Monday, May 24, 2010

Let the battle commence

The £6.2 billion cuts package announced by chancellor George Osborne and his Lib Dem partner in crime David Laws will cost jobs and hit services, and are just the opening round in plans for savage reductions in public spending. The big issue is how workers and communities can defeat these plans.

Osborne claimed that the first tranche of cuts were aimed at eliminating “wasteful expenditure”. But the freeze on job recruitment in the civil service and the axing of a series of semi-government agencies can only result in fewer jobs and more intensive conditions for those who remain. The cancellation of private sector contracts will inevitably result in closure of medium-sized firms and send more people to the dole queue, which is already at its highest level since the early 1990s.

The immediate cuts will be followed by an emergency budget next month and a major programme of reductions lasting years will be announced in the autumn. These are certain to include effective pay cuts for hundreds of thousands of public sector workers.

To plan how to defeat the coalition and its plans, we have to be clear what the cuts aimed at reducing the state’s £150 billion plus budget deficit are about. The deficit is a result of the meltdown of the financial system in 2008, the bank bail-outs and the consequent recession.

The economic globalisation that began in the 1980s was driven by debt – the debt of individual households, corporations and governments. There is a reason for that and it’s called capitalism. As we explain in our Manifesto of Revolutionary Solutions:

“Competition on price demands increases in the productivity of labour which reduces the hours needed for the production of a commodity. So the value, which is determined by the quantity of labour it contains, and hence the price of, and profit from each commodity tend to decline as a result. To offset the reducing profit derived from each ever-cheaper computer or car, more units of each type of commodity must be manufactured and sold.”

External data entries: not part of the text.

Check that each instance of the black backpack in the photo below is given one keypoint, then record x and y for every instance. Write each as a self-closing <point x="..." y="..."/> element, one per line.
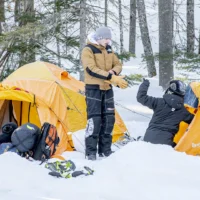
<point x="7" y="130"/>
<point x="25" y="137"/>
<point x="46" y="143"/>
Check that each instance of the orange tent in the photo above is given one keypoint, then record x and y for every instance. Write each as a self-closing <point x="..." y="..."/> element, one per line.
<point x="42" y="92"/>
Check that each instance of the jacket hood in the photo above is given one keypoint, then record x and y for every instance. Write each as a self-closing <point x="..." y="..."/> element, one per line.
<point x="174" y="101"/>
<point x="91" y="39"/>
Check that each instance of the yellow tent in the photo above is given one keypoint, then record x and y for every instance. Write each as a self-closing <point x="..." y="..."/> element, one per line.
<point x="42" y="92"/>
<point x="188" y="137"/>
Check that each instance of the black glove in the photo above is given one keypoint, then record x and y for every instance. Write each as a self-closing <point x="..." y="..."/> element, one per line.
<point x="146" y="82"/>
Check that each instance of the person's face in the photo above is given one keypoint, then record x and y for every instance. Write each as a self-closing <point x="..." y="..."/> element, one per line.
<point x="104" y="42"/>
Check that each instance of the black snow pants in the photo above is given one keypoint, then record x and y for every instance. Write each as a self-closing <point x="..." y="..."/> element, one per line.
<point x="101" y="119"/>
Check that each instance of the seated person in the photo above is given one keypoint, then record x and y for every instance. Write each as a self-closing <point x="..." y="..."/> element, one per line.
<point x="169" y="111"/>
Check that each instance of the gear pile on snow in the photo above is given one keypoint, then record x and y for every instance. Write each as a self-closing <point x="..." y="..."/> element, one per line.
<point x="66" y="169"/>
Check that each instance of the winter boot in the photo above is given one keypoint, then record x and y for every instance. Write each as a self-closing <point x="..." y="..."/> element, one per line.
<point x="91" y="157"/>
<point x="106" y="154"/>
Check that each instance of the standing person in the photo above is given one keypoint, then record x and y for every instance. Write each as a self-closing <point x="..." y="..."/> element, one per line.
<point x="101" y="69"/>
<point x="169" y="111"/>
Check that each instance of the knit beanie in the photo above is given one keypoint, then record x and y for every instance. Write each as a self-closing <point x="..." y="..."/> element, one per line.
<point x="103" y="33"/>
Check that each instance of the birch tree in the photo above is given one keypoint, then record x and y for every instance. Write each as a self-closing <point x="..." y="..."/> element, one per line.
<point x="148" y="52"/>
<point x="82" y="33"/>
<point x="190" y="26"/>
<point x="57" y="22"/>
<point x="2" y="14"/>
<point x="132" y="29"/>
<point x="106" y="13"/>
<point x="166" y="72"/>
<point x="121" y="27"/>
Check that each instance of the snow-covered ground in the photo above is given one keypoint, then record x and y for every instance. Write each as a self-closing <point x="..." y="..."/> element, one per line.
<point x="139" y="170"/>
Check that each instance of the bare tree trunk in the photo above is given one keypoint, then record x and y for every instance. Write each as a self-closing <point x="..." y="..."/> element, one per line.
<point x="121" y="27"/>
<point x="106" y="13"/>
<point x="132" y="30"/>
<point x="2" y="11"/>
<point x="199" y="42"/>
<point x="145" y="38"/>
<point x="1" y="28"/>
<point x="82" y="34"/>
<point x="57" y="21"/>
<point x="166" y="71"/>
<point x="190" y="26"/>
<point x="17" y="10"/>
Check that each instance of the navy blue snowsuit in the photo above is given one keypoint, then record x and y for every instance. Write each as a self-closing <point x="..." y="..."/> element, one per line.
<point x="169" y="111"/>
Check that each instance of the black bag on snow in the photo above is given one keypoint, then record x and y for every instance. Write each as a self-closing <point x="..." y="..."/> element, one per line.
<point x="7" y="130"/>
<point x="47" y="142"/>
<point x="24" y="137"/>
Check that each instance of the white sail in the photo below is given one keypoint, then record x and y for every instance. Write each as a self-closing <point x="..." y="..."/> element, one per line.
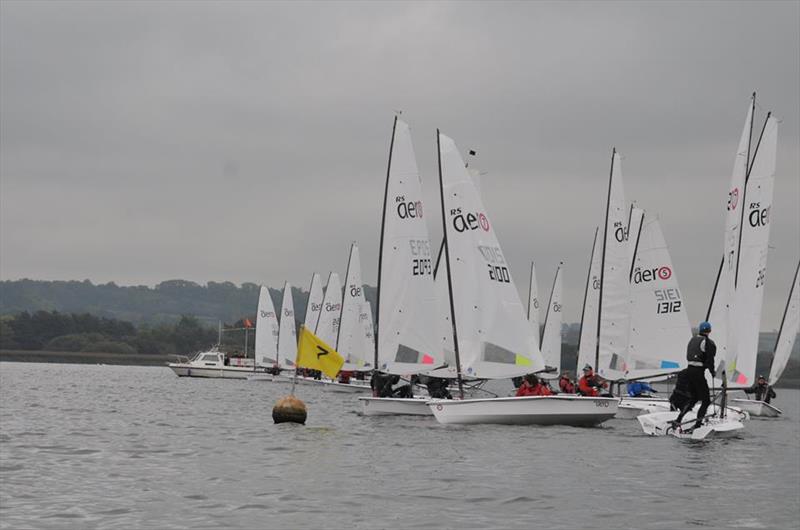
<point x="369" y="333"/>
<point x="587" y="342"/>
<point x="752" y="269"/>
<point x="635" y="221"/>
<point x="533" y="306"/>
<point x="328" y="324"/>
<point x="494" y="339"/>
<point x="266" y="350"/>
<point x="444" y="322"/>
<point x="407" y="333"/>
<point x="351" y="343"/>
<point x="287" y="338"/>
<point x="314" y="303"/>
<point x="660" y="326"/>
<point x="551" y="337"/>
<point x="614" y="319"/>
<point x="787" y="333"/>
<point x="718" y="314"/>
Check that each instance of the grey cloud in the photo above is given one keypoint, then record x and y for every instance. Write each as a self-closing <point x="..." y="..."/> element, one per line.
<point x="248" y="141"/>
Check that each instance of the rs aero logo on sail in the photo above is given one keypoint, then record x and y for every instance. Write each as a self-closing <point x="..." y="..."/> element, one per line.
<point x="408" y="209"/>
<point x="469" y="221"/>
<point x="648" y="275"/>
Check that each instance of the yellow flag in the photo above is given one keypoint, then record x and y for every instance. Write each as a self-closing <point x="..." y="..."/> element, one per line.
<point x="315" y="354"/>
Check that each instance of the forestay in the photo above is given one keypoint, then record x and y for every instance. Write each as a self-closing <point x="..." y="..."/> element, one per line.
<point x="314" y="303"/>
<point x="787" y="333"/>
<point x="266" y="350"/>
<point x="614" y="321"/>
<point x="660" y="326"/>
<point x="587" y="343"/>
<point x="720" y="311"/>
<point x="369" y="330"/>
<point x="328" y="325"/>
<point x="551" y="337"/>
<point x="533" y="306"/>
<point x="444" y="322"/>
<point x="495" y="340"/>
<point x="752" y="270"/>
<point x="287" y="338"/>
<point x="407" y="334"/>
<point x="351" y="343"/>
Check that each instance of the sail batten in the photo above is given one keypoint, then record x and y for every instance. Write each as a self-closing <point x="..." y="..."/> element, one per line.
<point x="407" y="333"/>
<point x="267" y="330"/>
<point x="493" y="337"/>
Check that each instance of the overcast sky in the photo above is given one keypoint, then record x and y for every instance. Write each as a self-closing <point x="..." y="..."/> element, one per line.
<point x="143" y="142"/>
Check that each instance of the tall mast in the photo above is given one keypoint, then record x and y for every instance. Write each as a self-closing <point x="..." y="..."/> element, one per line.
<point x="636" y="245"/>
<point x="449" y="275"/>
<point x="341" y="309"/>
<point x="549" y="303"/>
<point x="744" y="194"/>
<point x="716" y="285"/>
<point x="586" y="291"/>
<point x="380" y="248"/>
<point x="530" y="290"/>
<point x="783" y="319"/>
<point x="603" y="263"/>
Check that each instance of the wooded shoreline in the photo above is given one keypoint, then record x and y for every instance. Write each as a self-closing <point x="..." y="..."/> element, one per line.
<point x="144" y="359"/>
<point x="123" y="359"/>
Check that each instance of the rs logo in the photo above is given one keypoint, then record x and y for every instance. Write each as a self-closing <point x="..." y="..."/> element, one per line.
<point x="733" y="199"/>
<point x="758" y="216"/>
<point x="469" y="221"/>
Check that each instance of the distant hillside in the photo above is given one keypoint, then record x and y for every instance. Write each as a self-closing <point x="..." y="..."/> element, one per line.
<point x="164" y="303"/>
<point x="171" y="300"/>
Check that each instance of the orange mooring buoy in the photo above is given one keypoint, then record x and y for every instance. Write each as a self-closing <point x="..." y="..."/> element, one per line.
<point x="289" y="409"/>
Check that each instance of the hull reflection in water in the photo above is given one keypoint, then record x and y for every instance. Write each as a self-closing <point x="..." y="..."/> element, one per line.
<point x="528" y="410"/>
<point x="372" y="406"/>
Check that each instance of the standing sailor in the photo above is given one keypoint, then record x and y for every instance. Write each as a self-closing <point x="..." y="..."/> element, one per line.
<point x="700" y="354"/>
<point x="762" y="390"/>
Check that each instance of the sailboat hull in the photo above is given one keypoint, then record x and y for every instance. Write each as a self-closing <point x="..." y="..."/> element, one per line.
<point x="658" y="424"/>
<point x="372" y="406"/>
<point x="630" y="408"/>
<point x="528" y="410"/>
<point x="228" y="372"/>
<point x="756" y="408"/>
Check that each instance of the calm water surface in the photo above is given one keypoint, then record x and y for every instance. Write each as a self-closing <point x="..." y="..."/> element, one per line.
<point x="121" y="447"/>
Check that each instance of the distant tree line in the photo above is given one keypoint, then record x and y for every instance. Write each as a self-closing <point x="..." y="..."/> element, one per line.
<point x="54" y="331"/>
<point x="167" y="302"/>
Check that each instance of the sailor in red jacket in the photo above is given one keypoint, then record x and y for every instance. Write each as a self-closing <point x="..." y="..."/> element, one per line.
<point x="590" y="384"/>
<point x="565" y="384"/>
<point x="531" y="386"/>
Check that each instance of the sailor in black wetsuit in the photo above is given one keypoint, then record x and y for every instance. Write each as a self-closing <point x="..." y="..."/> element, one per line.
<point x="700" y="354"/>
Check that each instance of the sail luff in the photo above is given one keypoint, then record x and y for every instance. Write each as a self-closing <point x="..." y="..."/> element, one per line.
<point x="787" y="333"/>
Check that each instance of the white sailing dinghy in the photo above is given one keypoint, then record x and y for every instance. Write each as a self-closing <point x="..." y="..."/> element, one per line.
<point x="287" y="342"/>
<point x="735" y="309"/>
<point x="533" y="305"/>
<point x="492" y="337"/>
<point x="351" y="336"/>
<point x="327" y="329"/>
<point x="613" y="310"/>
<point x="587" y="341"/>
<point x="406" y="341"/>
<point x="551" y="335"/>
<point x="287" y="335"/>
<point x="659" y="325"/>
<point x="787" y="333"/>
<point x="215" y="364"/>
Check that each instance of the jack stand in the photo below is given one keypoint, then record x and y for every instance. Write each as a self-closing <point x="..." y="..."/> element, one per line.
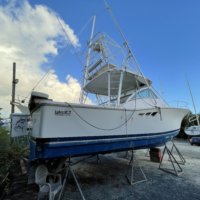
<point x="69" y="171"/>
<point x="182" y="159"/>
<point x="131" y="179"/>
<point x="172" y="160"/>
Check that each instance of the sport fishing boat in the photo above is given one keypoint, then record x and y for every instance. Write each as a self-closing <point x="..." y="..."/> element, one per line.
<point x="128" y="114"/>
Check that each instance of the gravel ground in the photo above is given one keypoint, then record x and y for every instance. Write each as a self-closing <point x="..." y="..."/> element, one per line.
<point x="107" y="179"/>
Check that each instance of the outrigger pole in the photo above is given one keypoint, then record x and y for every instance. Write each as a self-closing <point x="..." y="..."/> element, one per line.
<point x="87" y="60"/>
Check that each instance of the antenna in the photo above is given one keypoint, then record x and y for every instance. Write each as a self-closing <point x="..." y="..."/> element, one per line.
<point x="89" y="50"/>
<point x="193" y="102"/>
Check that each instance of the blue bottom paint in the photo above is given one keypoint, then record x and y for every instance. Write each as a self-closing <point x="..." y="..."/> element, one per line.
<point x="63" y="147"/>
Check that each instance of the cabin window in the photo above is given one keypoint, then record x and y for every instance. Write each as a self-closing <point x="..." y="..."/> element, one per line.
<point x="146" y="93"/>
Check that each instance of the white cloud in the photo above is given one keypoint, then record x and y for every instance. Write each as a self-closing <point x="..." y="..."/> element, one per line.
<point x="28" y="35"/>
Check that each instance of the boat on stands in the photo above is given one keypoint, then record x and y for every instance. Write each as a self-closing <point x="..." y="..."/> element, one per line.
<point x="128" y="114"/>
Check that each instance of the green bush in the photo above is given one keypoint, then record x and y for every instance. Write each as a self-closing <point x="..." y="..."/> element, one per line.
<point x="11" y="150"/>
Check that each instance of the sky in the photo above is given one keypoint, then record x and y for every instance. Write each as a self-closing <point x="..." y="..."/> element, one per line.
<point x="49" y="37"/>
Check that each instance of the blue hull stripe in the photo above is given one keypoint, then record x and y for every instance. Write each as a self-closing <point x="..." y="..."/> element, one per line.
<point x="55" y="148"/>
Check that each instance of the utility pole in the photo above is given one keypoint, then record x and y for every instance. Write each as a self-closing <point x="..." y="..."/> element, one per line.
<point x="14" y="82"/>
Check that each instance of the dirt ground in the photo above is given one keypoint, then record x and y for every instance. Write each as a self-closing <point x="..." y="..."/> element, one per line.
<point x="107" y="178"/>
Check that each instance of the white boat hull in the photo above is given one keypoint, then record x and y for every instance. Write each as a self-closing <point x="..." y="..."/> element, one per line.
<point x="60" y="130"/>
<point x="52" y="120"/>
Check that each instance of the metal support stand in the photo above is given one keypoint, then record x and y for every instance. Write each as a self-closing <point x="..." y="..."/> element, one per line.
<point x="175" y="164"/>
<point x="131" y="164"/>
<point x="69" y="171"/>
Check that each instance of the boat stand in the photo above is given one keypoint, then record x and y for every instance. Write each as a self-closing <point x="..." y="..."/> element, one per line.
<point x="177" y="170"/>
<point x="70" y="171"/>
<point x="132" y="179"/>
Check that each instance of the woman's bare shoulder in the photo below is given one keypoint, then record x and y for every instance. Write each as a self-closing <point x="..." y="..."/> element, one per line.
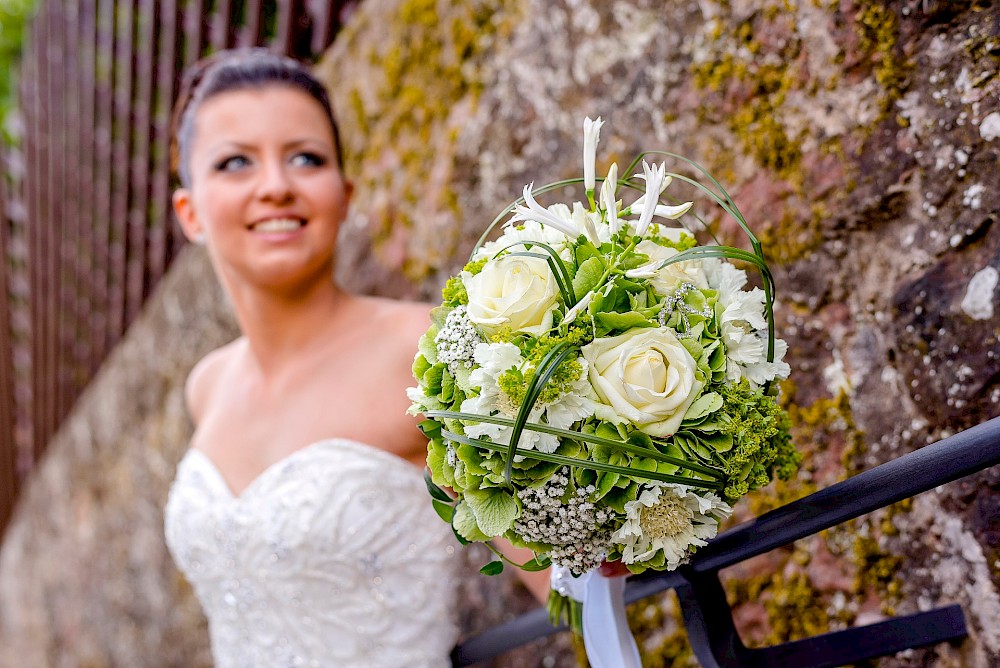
<point x="407" y="319"/>
<point x="201" y="382"/>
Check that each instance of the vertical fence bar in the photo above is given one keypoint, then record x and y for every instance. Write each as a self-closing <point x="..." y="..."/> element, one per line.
<point x="250" y="32"/>
<point x="284" y="27"/>
<point x="67" y="221"/>
<point x="222" y="25"/>
<point x="139" y="175"/>
<point x="8" y="448"/>
<point x="121" y="147"/>
<point x="43" y="285"/>
<point x="54" y="195"/>
<point x="88" y="356"/>
<point x="159" y="210"/>
<point x="24" y="368"/>
<point x="101" y="230"/>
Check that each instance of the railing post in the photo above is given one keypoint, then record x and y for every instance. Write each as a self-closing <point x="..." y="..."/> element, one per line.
<point x="709" y="621"/>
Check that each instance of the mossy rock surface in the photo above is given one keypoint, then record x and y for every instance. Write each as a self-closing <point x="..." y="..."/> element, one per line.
<point x="860" y="140"/>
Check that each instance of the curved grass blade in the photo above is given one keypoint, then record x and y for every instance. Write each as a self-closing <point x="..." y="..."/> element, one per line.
<point x="564" y="288"/>
<point x="745" y="256"/>
<point x="558" y="267"/>
<point x="580" y="436"/>
<point x="520" y="200"/>
<point x="583" y="463"/>
<point x="543" y="372"/>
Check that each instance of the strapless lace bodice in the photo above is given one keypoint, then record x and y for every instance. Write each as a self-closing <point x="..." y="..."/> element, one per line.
<point x="331" y="557"/>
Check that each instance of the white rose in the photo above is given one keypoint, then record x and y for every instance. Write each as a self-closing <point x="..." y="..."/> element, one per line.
<point x="513" y="290"/>
<point x="646" y="376"/>
<point x="669" y="278"/>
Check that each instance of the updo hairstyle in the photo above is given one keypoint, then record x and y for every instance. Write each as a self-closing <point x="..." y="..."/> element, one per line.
<point x="237" y="70"/>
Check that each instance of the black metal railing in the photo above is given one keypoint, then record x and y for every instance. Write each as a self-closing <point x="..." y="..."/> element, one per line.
<point x="706" y="612"/>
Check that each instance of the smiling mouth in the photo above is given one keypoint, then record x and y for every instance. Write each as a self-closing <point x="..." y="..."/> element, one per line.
<point x="278" y="225"/>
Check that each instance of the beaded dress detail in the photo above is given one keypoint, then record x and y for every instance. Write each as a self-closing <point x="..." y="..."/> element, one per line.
<point x="333" y="556"/>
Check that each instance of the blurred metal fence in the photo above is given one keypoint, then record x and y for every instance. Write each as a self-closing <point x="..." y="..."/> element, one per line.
<point x="86" y="228"/>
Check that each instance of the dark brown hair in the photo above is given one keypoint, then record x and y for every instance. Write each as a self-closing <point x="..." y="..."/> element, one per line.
<point x="233" y="70"/>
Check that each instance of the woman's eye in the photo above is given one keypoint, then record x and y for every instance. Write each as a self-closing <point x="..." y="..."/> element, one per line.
<point x="308" y="159"/>
<point x="232" y="163"/>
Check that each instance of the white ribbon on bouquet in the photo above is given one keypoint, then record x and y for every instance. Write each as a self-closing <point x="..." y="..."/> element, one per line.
<point x="606" y="636"/>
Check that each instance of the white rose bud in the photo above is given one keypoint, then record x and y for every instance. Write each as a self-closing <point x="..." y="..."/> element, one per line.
<point x="670" y="277"/>
<point x="513" y="290"/>
<point x="646" y="376"/>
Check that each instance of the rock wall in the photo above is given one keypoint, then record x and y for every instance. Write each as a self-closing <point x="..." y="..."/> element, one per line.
<point x="861" y="141"/>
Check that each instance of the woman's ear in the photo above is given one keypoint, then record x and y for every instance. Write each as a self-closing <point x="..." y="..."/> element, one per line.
<point x="184" y="208"/>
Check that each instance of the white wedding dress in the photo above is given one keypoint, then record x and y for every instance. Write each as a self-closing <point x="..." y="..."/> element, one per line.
<point x="333" y="556"/>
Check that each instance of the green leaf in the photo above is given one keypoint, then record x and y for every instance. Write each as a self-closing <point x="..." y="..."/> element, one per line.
<point x="427" y="346"/>
<point x="586" y="250"/>
<point x="539" y="563"/>
<point x="439" y="314"/>
<point x="623" y="321"/>
<point x="435" y="491"/>
<point x="704" y="405"/>
<point x="588" y="276"/>
<point x="444" y="510"/>
<point x="495" y="509"/>
<point x="433" y="378"/>
<point x="420" y="366"/>
<point x="492" y="568"/>
<point x="465" y="525"/>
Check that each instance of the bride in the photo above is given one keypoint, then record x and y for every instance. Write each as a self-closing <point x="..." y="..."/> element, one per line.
<point x="299" y="513"/>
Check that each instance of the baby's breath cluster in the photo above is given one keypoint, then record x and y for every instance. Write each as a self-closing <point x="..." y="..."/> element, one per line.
<point x="456" y="341"/>
<point x="573" y="526"/>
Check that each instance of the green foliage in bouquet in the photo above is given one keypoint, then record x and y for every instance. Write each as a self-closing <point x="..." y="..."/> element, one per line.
<point x="597" y="385"/>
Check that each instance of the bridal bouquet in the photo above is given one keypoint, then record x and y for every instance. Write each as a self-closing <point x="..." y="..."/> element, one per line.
<point x="597" y="384"/>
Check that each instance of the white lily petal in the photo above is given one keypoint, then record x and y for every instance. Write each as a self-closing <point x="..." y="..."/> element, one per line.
<point x="591" y="134"/>
<point x="608" y="203"/>
<point x="585" y="223"/>
<point x="536" y="212"/>
<point x="672" y="212"/>
<point x="654" y="177"/>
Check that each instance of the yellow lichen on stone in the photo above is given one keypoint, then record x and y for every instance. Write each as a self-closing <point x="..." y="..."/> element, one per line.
<point x="424" y="68"/>
<point x="878" y="32"/>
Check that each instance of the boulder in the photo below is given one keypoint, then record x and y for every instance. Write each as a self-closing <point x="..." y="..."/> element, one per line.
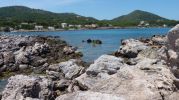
<point x="102" y="69"/>
<point x="159" y="40"/>
<point x="21" y="87"/>
<point x="131" y="47"/>
<point x="148" y="79"/>
<point x="22" y="57"/>
<point x="39" y="48"/>
<point x="23" y="67"/>
<point x="89" y="95"/>
<point x="8" y="57"/>
<point x="105" y="63"/>
<point x="69" y="50"/>
<point x="173" y="49"/>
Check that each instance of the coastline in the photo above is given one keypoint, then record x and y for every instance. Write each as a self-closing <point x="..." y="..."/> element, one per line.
<point x="101" y="28"/>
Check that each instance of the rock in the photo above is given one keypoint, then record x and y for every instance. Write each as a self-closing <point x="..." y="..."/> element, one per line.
<point x="69" y="68"/>
<point x="89" y="95"/>
<point x="39" y="48"/>
<point x="41" y="69"/>
<point x="101" y="70"/>
<point x="148" y="79"/>
<point x="0" y="95"/>
<point x="23" y="67"/>
<point x="20" y="87"/>
<point x="173" y="49"/>
<point x="130" y="48"/>
<point x="69" y="50"/>
<point x="105" y="63"/>
<point x="159" y="40"/>
<point x="8" y="57"/>
<point x="22" y="57"/>
<point x="63" y="84"/>
<point x="89" y="41"/>
<point x="54" y="75"/>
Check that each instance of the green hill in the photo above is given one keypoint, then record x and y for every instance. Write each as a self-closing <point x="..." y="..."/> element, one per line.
<point x="19" y="14"/>
<point x="139" y="15"/>
<point x="15" y="15"/>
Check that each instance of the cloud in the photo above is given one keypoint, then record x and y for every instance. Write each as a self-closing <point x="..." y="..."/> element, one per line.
<point x="39" y="3"/>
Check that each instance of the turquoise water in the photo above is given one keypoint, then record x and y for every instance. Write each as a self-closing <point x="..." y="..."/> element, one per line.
<point x="111" y="39"/>
<point x="2" y="84"/>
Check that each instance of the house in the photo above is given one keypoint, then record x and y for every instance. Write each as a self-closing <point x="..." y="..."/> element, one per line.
<point x="91" y="26"/>
<point x="71" y="26"/>
<point x="64" y="25"/>
<point x="38" y="27"/>
<point x="51" y="28"/>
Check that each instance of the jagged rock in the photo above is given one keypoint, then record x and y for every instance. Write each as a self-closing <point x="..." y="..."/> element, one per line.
<point x="69" y="50"/>
<point x="54" y="75"/>
<point x="148" y="79"/>
<point x="39" y="48"/>
<point x="20" y="87"/>
<point x="173" y="49"/>
<point x="101" y="70"/>
<point x="69" y="68"/>
<point x="89" y="95"/>
<point x="130" y="48"/>
<point x="105" y="63"/>
<point x="22" y="57"/>
<point x="23" y="67"/>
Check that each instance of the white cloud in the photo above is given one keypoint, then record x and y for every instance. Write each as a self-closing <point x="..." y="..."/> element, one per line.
<point x="39" y="3"/>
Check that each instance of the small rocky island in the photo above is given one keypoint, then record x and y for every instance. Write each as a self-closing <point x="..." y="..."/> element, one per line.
<point x="140" y="70"/>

Because people’s income through wages can never be sufficient to buy all the goods produced globally, the financial system developed new ways to provide credit. This in turn got completely out of hand, as the Manifesto notes:

“The global cloud of credit expanded way beyond the value of productive capacity, goods and services it supposedly represented, engulfing the world in debt. By 2006, around 90% of the world’s credit was effectively worthless, sustained by and sustaining the fiction of endless growth ... The consumer boom gave way to a downward spiral that ended the dream of continuous credit-and-debt fuelled growth.”

The globalisation train is now running in reverse as global capitalism heads for an unparalleled slump. Countries with massive state debts are the weakest links in the chain. These include not just Greece and Spain but the United States and Britain.

The cuts are the expression of the destruction of capacity and assets by capitalism when it is in crisis and, of course, they only deepen the problems of the economy as more people become unemployed. The British coalition government has to make the cuts because that’s what the system demands, just as British Airways has to slash staff costs and benefits to survive.

So when Osborne says “we are in this together” and that today’s cuts are a first step to “improve the quality of people’s lives and build a better future” we know that he is simply lying. The immediate future is one of building an all-out struggle against the government, telling the trade union leaders that if they are at all serious, they will have to defy anti-union laws and lead immediate walk-outs.

Actions in Spain and Greece have already provided a significant lesson. Strikes, rallies and resistance must be part of a vision of a different society, one based on co-operation and co-ownership not competition and profit or they will not succeed. People’s Assemblies that take up the issue of power and an alternative to capitalist rule have a decisive role to play in the coming struggles.